Faith has even seen the forum expand beyond the African community. In Nottingham they have worked with British and European women throughout the community to host conferences and establish a domestic violence support program. “This actually helps tackle racism as well because women who have endured the pain of domestic violence can connect through that experience, across difference and bond as we work together to find shared solutions. Once you’re allies, the prejudice and ignorance start to fall away and we meet each other as sisters.”
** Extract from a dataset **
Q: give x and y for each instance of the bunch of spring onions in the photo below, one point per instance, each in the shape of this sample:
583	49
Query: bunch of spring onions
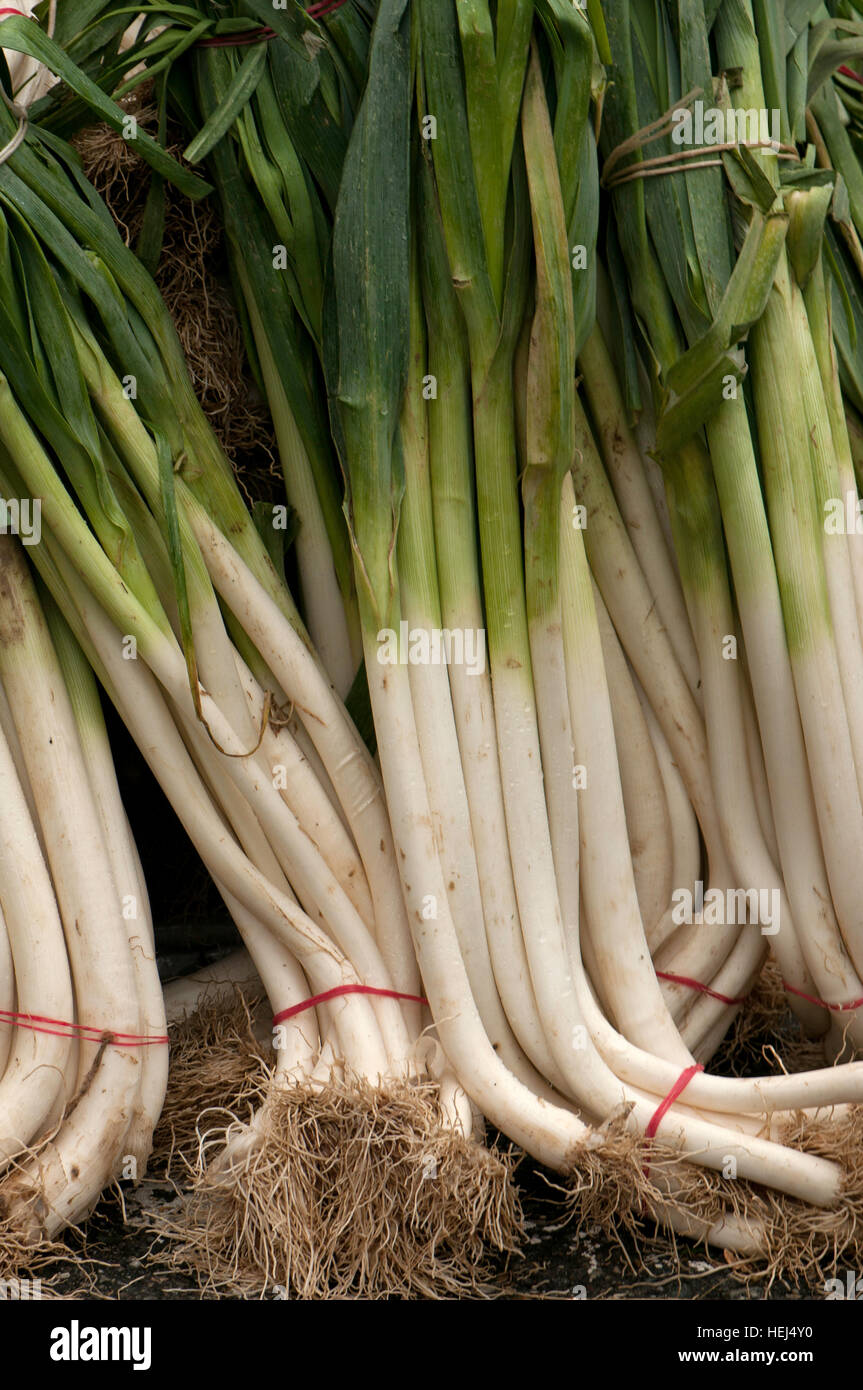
168	588
557	391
Faith describes her greatest achievement as watching the women she works with become confident in their own skin again. Women, she believes, have a vital role to play in leading us towards our shared future. “That’s what I want to see in the future, our women in the lead, finding their voices!” Her voice resonates with pride. “I want to see women building stronger families, stronger communities and a stronger economy for Britain. We need support to do that. We need equal opportunity, not borders in every aspect of community life. But once we have it make no mistake, we will build a climate of such positivity, unity and strength, we will win a good future for everybody.”